Santa Barbara County will officially move into the state’s yellow tier on June 9 at 8 a.m. COVID restrictions and modifications relax for indoor locations, such as 50 percent occupancy for restaurants, gyms, spas, places of worship, and movie theaters; 25 percent or 100 people max at bars; and museums and zoos open indoors with modifications. (Full details can be found at publichealthsbc.org.)

The move from orange to yellow means the county succeeded in finally getting its adjusted case rate below two persons per day per 100,000 residents for two weeks — down to 0.9 cases, after being firmly in yellow territory in criteria such as test positivity for a half month.

And just a week from now, the entire state will shed its colors and head back to a modified form of “normal.” Santa Barbara’s Health Officer, Dr. Henning Ansorg, said this meant the vaccines were working and that masking would become optional in all but some workplaces. “The community as a whole is safer the more persons are fully vaccinated,” Ansorg said, calling the vaccines very safe and effective even against newer variants of the virus. “If you haven’t done so already, please get vaccinated today.”

On June 15, all business sectors may open throughout California without restriction on capacity or physical distancing, but they must follow CDC guidelines on masking. The exception is “mega-events,” or activities like concerts and sports of 5,000 or more attendees indoors and 10,000 outdoors — vaccination verification or a negative COVID test will be required, as well as adherence to the state’s face-covering guidance. Vaccine verification is the card or a photo of the card that documents a full vaccination; however, “Businesses and venue operators may also utilize self-attestation at point of registration, during ticket purchase or on the day of the event prior to entry into the venue,” the state Public Health guidance states.

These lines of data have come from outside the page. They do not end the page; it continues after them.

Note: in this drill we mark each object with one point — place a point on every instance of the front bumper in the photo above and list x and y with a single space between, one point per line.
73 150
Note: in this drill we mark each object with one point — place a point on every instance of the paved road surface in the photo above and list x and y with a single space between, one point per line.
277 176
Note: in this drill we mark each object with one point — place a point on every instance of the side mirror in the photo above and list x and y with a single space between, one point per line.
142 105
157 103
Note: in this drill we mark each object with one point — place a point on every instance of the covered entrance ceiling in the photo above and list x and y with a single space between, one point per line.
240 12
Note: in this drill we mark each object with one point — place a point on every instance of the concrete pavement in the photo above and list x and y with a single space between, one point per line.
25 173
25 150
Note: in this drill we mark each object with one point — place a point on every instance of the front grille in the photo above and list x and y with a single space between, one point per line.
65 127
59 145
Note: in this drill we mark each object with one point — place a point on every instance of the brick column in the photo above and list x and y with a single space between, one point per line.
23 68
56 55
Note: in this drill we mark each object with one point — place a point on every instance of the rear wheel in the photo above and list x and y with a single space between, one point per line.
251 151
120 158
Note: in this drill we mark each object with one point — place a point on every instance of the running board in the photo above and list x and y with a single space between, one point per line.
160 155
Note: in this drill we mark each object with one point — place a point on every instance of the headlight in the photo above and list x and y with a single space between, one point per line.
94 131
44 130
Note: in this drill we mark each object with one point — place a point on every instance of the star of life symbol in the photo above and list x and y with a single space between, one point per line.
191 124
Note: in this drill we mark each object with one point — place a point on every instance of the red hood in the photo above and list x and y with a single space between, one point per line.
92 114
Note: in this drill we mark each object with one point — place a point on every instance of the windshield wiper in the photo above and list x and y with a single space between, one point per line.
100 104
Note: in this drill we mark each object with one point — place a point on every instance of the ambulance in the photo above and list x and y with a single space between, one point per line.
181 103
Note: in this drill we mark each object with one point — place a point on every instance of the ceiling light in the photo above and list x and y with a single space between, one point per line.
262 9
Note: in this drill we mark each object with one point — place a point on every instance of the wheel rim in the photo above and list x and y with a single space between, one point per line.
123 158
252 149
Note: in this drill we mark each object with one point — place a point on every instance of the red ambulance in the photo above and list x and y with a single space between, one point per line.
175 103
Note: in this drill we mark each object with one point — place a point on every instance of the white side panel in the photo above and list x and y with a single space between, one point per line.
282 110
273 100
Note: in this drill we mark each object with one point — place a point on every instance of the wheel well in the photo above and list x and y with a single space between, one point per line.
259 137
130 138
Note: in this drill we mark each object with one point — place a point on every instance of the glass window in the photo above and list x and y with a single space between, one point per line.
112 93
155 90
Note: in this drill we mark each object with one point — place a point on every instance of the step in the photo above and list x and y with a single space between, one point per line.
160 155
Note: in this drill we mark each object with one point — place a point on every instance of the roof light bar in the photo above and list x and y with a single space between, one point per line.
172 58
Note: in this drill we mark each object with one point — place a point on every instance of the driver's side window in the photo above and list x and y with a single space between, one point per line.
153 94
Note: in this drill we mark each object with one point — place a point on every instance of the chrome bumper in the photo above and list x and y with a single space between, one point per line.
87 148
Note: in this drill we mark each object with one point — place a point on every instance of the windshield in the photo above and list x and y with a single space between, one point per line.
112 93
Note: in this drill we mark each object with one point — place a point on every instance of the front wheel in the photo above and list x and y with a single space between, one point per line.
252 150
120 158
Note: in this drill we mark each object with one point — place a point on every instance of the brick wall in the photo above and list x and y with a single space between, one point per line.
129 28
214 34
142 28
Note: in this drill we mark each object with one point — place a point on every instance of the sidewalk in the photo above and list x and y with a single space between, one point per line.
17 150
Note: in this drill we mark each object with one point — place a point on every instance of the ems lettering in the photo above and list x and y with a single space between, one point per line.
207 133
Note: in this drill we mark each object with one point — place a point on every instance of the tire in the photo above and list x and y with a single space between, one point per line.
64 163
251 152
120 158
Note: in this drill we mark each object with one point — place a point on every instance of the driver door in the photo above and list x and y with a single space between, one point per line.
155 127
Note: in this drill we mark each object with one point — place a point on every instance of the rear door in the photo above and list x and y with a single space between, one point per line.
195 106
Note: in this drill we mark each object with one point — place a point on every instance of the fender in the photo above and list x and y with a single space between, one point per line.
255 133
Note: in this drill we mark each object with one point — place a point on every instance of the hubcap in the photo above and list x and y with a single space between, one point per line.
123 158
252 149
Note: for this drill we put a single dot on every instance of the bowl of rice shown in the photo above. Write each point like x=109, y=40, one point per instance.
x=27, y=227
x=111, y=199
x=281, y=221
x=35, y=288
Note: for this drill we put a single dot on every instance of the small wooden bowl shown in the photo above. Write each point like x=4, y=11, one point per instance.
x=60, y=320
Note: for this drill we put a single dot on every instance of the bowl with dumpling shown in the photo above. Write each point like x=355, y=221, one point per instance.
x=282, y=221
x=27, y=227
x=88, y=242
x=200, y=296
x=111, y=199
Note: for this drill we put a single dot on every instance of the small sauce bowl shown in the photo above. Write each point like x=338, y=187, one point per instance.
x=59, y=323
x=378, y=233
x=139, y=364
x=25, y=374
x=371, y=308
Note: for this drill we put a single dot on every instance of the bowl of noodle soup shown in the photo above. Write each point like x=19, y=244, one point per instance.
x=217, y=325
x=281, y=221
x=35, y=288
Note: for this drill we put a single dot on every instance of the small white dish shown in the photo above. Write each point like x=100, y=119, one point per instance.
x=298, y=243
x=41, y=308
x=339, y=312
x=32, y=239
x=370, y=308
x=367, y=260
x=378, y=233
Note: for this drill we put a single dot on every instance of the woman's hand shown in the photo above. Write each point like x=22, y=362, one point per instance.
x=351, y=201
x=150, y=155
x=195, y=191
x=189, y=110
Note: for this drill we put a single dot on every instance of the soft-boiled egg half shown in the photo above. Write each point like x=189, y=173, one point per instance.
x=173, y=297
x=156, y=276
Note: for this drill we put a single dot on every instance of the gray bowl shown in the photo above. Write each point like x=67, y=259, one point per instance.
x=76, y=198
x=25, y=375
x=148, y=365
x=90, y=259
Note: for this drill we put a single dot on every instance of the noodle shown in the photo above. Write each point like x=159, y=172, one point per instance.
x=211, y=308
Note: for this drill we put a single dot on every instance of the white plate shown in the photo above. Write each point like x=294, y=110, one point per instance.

What California’s normal may mean, however, isn’t business as usual pre-2020. At the first vaccine lottery drawing on June 4, which no one in Santa Barbara County won, Governor Gavin Newsom explained the disease was still present and thus the state of emergency would continue. The dozens of executive orders that followed the initial emergency declaration would gradually be withdrawn as conditions improved, an advisor to the governor told the Los Angeles Times, a genuine consideration given the COVID surges that have beset EU countries and India after they thought they’d beaten the pandemic.